The biological model store (BMS) is the internal Fraunhofer SCAI repository for keeping BEL models under version control. It can be downloaded from https://tor-2.scai.fraunhofer.de/gf/project/bms/


In [7]:
bms_base = os.environ['BMS_BASE']

BANANA

Project BANANA contains data sets and analytical pipelines from the NeuroAllianz and D10 projects intended for algorithm development. It can be downloaded from https://tor-2.scai.fraunhofer.de/gf/project/banana


In [8]:
banana_base = os.environ['BANANA_BASE']

Alzheimer's Disease Knowledge Assembly

Loading

The Alzheimer's Disease Knowledge Assembly has been precompiled with the following command line script, and will be loaded from this format for improved performance. In general, derived data, such as the gpickle representation of a BEL script, are not saved under version control to ensure that the most up-to-date data is always used.

pybel convert --path "$BMS_BASE/aetionomy/alzheimers.bel" --pickle "$BMS_BASE/aetionomy/alzheimers.gpickle"

The BEL script can also be compiled from inside this notebook with the following python code:

>>> import os
>>> import pybel
>>> # Input from BEL script
>>> bel_path = os.path.join(bms_base, 'aetionomy', 'alzheimers.bel')
>>> graph = pybel.from_path(bel_path)
>>> # Output to gpickle for fast loading later
>>> pickle_path = os.path.join(bms_base, 'aetionomy', 'alzheimers.gpickle')
>>> pybel.to_pickle(graph, pickle_path)

In [9]:
pickle_path = os.path.join(bms_base, 'aetionomy', 'alzheimers', 'alzheimers.gpickle')

In [10]:
graph = pybel.from_pickle(pickle_path)

In [11]:
graph.version


Out[11]:
'3.0.2'

In [12]:
# Add all canonical names for later
pbt.mutation.add_canonical_names(graph)

Contents Summary

A summary of the types of nodes and edges is output using matplotlib and pbt.summary.plot_summary. It is displayed with beautiful vector graphics using a tweak at the beginning of the notebook: %config InlineBackend.figure_format = 'svg'


In [13]:
pbt.summary.plot_summary(graph, plt, figsize=(10, 4))
plt.show()


A summary of the namespaces used in the network can provide insight to the types of articles used. For example, it's good to know that a graph consists of many nodes from literature on Human, Mouse, and Rat. This can be produced with pbt.summary.count_namespaces and plotted with matplotlib. PyBEL Tools also provides a wrapper for plotting the Counter objects returned by many of its functions with pbt.utils.barh and pbt.utils.barv.


In [14]:
namespace_counter = pbt.summary.count_namespaces(graph)

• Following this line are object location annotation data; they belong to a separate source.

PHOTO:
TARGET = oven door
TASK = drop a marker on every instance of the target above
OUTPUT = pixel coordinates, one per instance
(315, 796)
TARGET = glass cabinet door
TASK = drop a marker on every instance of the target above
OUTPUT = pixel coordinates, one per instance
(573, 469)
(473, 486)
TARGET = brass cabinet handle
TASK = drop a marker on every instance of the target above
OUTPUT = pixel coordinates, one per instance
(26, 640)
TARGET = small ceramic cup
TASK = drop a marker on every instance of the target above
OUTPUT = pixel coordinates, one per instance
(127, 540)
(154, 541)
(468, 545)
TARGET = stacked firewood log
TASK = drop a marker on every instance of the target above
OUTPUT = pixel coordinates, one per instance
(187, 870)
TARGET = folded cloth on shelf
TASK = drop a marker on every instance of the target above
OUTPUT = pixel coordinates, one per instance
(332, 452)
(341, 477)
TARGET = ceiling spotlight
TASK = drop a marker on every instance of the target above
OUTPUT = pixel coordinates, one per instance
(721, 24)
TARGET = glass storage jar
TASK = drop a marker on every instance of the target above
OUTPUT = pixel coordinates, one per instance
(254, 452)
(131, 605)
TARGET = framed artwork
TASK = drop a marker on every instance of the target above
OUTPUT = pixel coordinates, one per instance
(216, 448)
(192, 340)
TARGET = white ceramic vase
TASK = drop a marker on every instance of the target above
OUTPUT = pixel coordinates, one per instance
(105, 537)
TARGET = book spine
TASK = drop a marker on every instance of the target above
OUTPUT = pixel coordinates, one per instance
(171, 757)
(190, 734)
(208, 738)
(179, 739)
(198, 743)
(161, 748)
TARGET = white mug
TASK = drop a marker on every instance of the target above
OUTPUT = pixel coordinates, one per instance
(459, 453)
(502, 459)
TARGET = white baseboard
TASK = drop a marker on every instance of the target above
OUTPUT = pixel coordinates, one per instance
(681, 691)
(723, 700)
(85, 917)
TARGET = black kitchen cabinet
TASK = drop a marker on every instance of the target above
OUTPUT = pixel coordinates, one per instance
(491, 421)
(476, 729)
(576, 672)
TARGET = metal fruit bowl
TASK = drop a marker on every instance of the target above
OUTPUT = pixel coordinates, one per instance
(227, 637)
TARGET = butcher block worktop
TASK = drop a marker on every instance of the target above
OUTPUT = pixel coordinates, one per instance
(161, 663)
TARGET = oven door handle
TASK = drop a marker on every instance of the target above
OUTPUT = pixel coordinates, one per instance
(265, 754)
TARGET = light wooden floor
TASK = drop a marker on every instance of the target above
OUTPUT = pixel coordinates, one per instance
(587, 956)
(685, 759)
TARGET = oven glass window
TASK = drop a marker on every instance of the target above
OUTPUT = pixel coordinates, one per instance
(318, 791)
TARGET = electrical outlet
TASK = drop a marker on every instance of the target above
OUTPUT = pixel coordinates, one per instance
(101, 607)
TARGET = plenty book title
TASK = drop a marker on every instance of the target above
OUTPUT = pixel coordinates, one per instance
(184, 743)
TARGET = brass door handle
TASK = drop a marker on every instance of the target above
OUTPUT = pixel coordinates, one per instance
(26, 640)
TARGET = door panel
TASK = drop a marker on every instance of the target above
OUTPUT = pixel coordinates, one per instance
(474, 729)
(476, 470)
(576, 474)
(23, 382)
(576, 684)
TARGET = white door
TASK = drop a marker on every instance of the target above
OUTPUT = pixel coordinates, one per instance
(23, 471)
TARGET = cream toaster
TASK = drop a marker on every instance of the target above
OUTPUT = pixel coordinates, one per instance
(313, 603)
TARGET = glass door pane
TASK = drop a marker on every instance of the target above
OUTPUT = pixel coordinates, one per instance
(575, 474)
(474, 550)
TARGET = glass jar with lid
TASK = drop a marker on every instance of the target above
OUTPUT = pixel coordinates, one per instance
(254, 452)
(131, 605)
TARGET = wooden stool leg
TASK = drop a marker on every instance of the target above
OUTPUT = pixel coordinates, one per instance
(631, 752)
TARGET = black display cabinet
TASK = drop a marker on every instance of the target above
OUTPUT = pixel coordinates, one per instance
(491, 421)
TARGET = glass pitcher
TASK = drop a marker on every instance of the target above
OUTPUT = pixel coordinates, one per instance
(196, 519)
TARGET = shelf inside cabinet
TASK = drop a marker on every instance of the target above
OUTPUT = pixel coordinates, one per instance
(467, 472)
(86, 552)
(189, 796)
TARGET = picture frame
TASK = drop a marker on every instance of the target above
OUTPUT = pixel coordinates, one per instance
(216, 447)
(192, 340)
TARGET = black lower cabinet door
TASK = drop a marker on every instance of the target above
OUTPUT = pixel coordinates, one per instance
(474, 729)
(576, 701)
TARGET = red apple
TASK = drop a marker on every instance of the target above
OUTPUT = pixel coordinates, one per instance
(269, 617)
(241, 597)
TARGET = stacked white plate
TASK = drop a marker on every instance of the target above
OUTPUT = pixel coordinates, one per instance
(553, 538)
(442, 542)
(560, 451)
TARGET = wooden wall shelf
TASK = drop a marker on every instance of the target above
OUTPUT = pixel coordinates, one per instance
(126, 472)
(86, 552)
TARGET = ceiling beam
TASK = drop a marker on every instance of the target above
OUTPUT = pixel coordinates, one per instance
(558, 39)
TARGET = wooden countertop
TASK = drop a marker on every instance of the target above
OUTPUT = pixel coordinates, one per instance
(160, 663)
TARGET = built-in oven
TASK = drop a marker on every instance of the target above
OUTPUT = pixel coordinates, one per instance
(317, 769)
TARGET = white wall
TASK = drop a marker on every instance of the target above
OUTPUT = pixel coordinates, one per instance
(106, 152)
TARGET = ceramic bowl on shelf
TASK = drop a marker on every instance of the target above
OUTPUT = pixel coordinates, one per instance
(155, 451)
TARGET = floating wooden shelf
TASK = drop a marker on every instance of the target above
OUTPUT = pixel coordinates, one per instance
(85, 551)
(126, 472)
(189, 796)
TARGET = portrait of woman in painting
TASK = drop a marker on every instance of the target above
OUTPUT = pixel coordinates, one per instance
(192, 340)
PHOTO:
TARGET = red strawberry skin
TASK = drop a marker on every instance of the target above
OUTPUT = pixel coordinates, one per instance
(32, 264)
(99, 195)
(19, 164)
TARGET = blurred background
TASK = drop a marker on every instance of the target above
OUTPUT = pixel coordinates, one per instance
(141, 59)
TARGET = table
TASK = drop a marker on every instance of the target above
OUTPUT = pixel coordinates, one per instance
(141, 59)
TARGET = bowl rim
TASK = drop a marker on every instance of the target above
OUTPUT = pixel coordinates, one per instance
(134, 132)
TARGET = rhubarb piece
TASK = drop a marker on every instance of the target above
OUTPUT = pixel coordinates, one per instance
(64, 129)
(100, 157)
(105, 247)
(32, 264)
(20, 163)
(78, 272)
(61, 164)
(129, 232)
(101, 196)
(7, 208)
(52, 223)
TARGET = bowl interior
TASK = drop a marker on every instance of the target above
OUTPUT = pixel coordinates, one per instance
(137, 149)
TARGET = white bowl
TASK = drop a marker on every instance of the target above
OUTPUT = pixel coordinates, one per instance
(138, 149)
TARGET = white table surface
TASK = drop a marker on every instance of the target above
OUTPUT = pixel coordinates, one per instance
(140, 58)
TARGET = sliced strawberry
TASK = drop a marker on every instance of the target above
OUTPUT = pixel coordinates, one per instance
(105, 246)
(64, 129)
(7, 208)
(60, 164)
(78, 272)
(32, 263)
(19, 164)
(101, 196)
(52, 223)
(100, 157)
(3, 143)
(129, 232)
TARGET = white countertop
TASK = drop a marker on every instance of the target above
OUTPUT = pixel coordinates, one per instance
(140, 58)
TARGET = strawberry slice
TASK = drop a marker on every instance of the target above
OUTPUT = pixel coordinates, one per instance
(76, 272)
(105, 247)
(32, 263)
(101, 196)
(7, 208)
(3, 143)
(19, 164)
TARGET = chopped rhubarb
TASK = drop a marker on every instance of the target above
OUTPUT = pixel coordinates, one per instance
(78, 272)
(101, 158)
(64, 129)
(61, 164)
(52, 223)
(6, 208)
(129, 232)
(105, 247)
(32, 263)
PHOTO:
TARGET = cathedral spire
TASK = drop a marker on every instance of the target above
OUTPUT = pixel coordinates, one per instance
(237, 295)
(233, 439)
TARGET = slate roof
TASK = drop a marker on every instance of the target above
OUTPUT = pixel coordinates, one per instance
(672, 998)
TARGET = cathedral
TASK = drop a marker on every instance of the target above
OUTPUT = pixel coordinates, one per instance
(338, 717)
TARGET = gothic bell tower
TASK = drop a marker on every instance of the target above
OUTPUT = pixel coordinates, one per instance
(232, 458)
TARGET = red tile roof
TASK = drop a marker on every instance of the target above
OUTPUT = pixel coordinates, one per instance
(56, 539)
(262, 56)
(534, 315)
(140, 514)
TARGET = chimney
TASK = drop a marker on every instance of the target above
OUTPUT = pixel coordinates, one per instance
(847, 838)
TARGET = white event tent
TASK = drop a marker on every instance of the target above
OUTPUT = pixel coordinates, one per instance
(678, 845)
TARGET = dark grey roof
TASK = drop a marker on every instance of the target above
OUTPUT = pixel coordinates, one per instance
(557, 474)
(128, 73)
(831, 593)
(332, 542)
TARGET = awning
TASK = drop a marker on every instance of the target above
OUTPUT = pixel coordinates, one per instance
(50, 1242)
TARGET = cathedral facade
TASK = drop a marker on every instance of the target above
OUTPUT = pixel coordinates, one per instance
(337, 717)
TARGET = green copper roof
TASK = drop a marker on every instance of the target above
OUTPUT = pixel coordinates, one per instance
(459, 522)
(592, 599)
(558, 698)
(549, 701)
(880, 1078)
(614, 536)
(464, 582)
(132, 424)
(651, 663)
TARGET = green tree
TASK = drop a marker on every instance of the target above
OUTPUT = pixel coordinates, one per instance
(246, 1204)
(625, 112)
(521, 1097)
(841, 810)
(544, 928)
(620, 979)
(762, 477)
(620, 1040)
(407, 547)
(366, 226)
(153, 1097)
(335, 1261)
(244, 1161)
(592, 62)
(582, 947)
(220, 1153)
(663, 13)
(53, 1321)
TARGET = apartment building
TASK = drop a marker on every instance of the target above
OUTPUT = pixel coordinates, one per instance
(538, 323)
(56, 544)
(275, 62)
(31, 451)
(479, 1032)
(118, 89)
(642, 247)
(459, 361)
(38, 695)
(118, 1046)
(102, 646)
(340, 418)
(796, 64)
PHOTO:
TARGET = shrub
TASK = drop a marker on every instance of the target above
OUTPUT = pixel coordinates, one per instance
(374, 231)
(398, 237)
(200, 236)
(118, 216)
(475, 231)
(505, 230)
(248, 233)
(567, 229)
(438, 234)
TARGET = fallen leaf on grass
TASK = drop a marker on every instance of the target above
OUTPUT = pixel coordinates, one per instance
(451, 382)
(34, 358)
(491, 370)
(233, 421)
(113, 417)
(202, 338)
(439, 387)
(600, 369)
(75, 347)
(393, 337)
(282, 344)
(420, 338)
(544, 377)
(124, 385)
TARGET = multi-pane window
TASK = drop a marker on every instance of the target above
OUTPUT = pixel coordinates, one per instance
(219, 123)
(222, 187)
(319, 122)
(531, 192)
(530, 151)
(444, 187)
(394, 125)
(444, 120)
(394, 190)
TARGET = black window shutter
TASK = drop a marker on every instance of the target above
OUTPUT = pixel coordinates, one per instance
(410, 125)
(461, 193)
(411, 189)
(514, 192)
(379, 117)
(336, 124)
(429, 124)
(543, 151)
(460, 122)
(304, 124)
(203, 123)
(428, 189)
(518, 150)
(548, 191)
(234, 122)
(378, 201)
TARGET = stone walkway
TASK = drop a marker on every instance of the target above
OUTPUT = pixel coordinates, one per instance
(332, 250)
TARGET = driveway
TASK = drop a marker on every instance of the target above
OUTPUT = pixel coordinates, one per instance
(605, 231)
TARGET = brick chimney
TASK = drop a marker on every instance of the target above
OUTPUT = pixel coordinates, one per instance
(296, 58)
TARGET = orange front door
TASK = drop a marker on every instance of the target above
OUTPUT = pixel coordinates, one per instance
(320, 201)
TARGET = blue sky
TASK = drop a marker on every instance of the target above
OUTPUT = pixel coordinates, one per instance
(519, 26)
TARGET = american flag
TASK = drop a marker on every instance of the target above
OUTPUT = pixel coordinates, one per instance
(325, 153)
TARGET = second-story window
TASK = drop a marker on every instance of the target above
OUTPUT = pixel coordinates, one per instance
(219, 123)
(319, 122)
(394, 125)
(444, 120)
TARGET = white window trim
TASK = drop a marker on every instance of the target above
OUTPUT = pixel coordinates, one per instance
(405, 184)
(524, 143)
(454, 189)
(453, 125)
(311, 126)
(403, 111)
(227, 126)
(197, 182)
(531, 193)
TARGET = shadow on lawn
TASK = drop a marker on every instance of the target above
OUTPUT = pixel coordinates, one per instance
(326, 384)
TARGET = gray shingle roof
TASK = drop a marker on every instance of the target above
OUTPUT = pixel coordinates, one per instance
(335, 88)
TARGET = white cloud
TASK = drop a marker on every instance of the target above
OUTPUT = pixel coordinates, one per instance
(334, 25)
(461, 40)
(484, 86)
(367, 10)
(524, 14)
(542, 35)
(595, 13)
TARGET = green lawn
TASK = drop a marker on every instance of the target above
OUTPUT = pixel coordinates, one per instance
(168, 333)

plt.figure(figsize=(10, 3))
barv(namespace_counter, plt, 'Namespace Histogram', rotation=60)
plt.yscale('log')


Immediately, the MGI and RGD nodes should be discarded using the in-place mutation function pbt.mutation.remove_nodes_by_namespace.


In [15]:
pbt.filters.remove_nodes_by_namespace(graph, 'MGI')
pbt.filters.remove_nodes_by_namespace(graph, 'RGD')

Likewise, a histogram of the usage of annotations in the network calculated with pbt.summary.count_annotations can quickly summarize the information content contained within the graph.


In [16]:
annotation_counter = pbt.summary.count_annotations(graph)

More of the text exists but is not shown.